My friend who shall go unnamed had the brilliant idea to write a Substack with a subscription price of tens of thousands of dollars— in other words, a diary just for her, or anybody willing to pay her handsomely. I guess I’m starting this Substack ambivalently as a semi-public way to figure out what I care about in a transitional time. I want to let go of the idea that any cultural material I reflect on is proprietary for the purposes of filmmaking. I’m generally inclined to overshare, gossip, and to talk shit, but I’d rather exercise a modicum of restraint, so that I might speak coherently to somebody who doesn’t already know me. Maybe doing this is more productive than just tweeting to thirty people that my stomach hurts, and I hope it feels like less of a psychic void than morning pages, even though I know that exercise and twenty minutes of meditation might make me a more manageable personality. Nonetheless, here we are. Welcome to Polari for Dummies.

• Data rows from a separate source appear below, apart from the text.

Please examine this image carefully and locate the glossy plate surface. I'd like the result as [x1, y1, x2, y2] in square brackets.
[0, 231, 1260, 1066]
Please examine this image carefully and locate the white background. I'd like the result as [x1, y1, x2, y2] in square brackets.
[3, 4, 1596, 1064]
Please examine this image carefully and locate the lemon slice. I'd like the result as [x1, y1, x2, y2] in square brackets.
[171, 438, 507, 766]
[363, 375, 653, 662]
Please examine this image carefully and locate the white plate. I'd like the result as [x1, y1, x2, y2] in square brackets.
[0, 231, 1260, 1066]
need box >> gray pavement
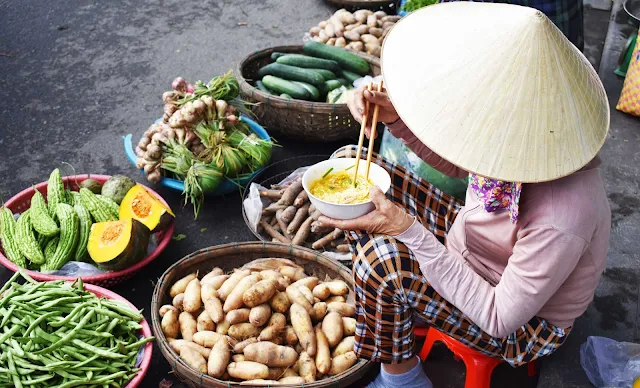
[0,1,637,387]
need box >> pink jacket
[389,121,611,337]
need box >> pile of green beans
[0,270,154,388]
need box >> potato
[267,367,285,380]
[381,15,401,23]
[324,23,335,38]
[350,41,364,52]
[327,37,336,46]
[208,338,230,378]
[161,309,180,338]
[170,272,197,298]
[192,331,225,348]
[179,312,197,341]
[159,304,178,317]
[318,30,329,43]
[315,327,331,375]
[172,293,185,310]
[197,310,215,332]
[336,9,356,24]
[343,30,360,42]
[333,336,355,357]
[203,292,224,324]
[318,20,328,28]
[322,312,343,347]
[342,317,356,336]
[233,337,258,353]
[359,34,378,44]
[353,24,370,35]
[298,286,315,305]
[180,346,207,374]
[369,27,383,37]
[201,268,223,283]
[232,354,246,363]
[224,274,261,313]
[282,369,298,378]
[329,16,344,36]
[218,269,251,301]
[259,325,284,342]
[311,302,327,322]
[382,21,395,30]
[168,338,211,358]
[309,26,322,37]
[239,380,278,385]
[311,284,330,301]
[295,343,305,354]
[269,291,291,313]
[284,325,299,345]
[259,270,281,281]
[268,312,286,328]
[249,304,272,327]
[335,37,347,48]
[344,22,361,31]
[327,302,355,317]
[201,274,229,290]
[291,277,319,291]
[354,9,372,23]
[367,14,377,28]
[329,351,357,376]
[286,286,313,315]
[183,279,202,313]
[325,295,347,304]
[290,303,316,357]
[229,323,261,340]
[244,342,299,367]
[374,10,387,19]
[216,319,231,335]
[280,266,306,282]
[366,43,381,56]
[279,376,305,384]
[226,308,251,325]
[243,279,277,308]
[298,351,316,383]
[227,361,269,380]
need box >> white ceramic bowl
[302,158,392,220]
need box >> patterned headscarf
[469,174,522,223]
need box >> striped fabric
[330,145,571,366]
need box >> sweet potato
[180,346,207,374]
[243,279,277,308]
[327,302,355,317]
[183,278,202,313]
[280,266,306,282]
[290,303,316,357]
[179,312,197,341]
[227,361,270,380]
[332,336,355,357]
[192,331,225,348]
[228,323,261,340]
[208,338,230,378]
[244,342,299,367]
[280,179,303,206]
[342,317,356,336]
[292,217,314,245]
[218,269,251,301]
[287,204,309,236]
[269,291,291,313]
[315,326,331,375]
[293,191,308,207]
[159,304,178,317]
[284,325,299,345]
[312,284,331,300]
[298,351,317,383]
[201,274,229,290]
[286,285,314,315]
[249,304,272,327]
[224,274,261,312]
[311,302,328,322]
[172,293,184,310]
[197,310,215,332]
[170,272,197,298]
[161,309,180,339]
[226,308,251,325]
[168,338,211,358]
[233,337,258,353]
[329,351,357,376]
[321,311,343,347]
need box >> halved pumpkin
[88,218,151,271]
[119,185,174,233]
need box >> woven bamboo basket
[151,242,371,388]
[328,0,396,12]
[237,45,381,142]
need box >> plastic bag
[580,336,640,387]
[327,86,349,104]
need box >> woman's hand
[318,186,415,236]
[347,86,400,139]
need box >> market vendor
[319,3,611,387]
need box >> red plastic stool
[414,327,537,388]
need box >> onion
[135,158,146,169]
[135,146,146,157]
[216,100,228,119]
[226,115,238,125]
[151,132,167,145]
[192,99,206,114]
[146,144,163,159]
[144,162,158,174]
[187,84,195,94]
[163,91,178,104]
[172,77,187,92]
[147,169,162,184]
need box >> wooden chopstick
[353,82,373,186]
[365,80,384,180]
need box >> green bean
[11,289,77,302]
[37,296,86,310]
[101,300,143,321]
[7,351,23,388]
[0,304,16,328]
[23,310,60,336]
[48,302,92,327]
[0,272,20,295]
[71,339,127,359]
[0,325,20,344]
[124,336,154,350]
[22,373,55,385]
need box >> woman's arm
[395,220,587,337]
[387,120,469,179]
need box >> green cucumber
[303,41,370,75]
[16,210,45,265]
[280,94,292,100]
[257,63,325,85]
[47,168,66,217]
[79,188,117,223]
[270,52,287,61]
[324,79,343,93]
[30,190,59,237]
[309,68,336,81]
[0,208,26,267]
[73,203,92,261]
[276,54,341,72]
[41,203,79,271]
[262,76,310,100]
[255,80,272,95]
[340,69,362,84]
[336,78,350,87]
[292,81,321,101]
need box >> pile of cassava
[159,258,359,384]
[307,8,401,56]
[256,177,348,254]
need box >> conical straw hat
[381,2,609,183]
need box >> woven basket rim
[151,242,370,388]
[0,174,175,285]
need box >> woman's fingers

Happy to subscribe! I've long been a fan of your work.
The few times I've tried to get into Morning Pages I've always ended up falling off after a couple days or maybe a week if I'm lucky.
It definitely feels like it works but it also forces me to confront the reality that I only like to write for an audience (even if that audience is just one or two people sometimes!) -- which is maybe true of most writers, but kind of embarrassing to admit!
Either way - I think using the Substack as an outlet and having no expectations other than maybe making a few connections is a good use! Especially now that the writing is on the wall with Twitter and our carefully honed ability to think in 280 or so characters may soon be rendered practically useless.
Looking forward to what's next - Andrew
If our apartment block is Melrose Place, can I please be Kimberly Shaw?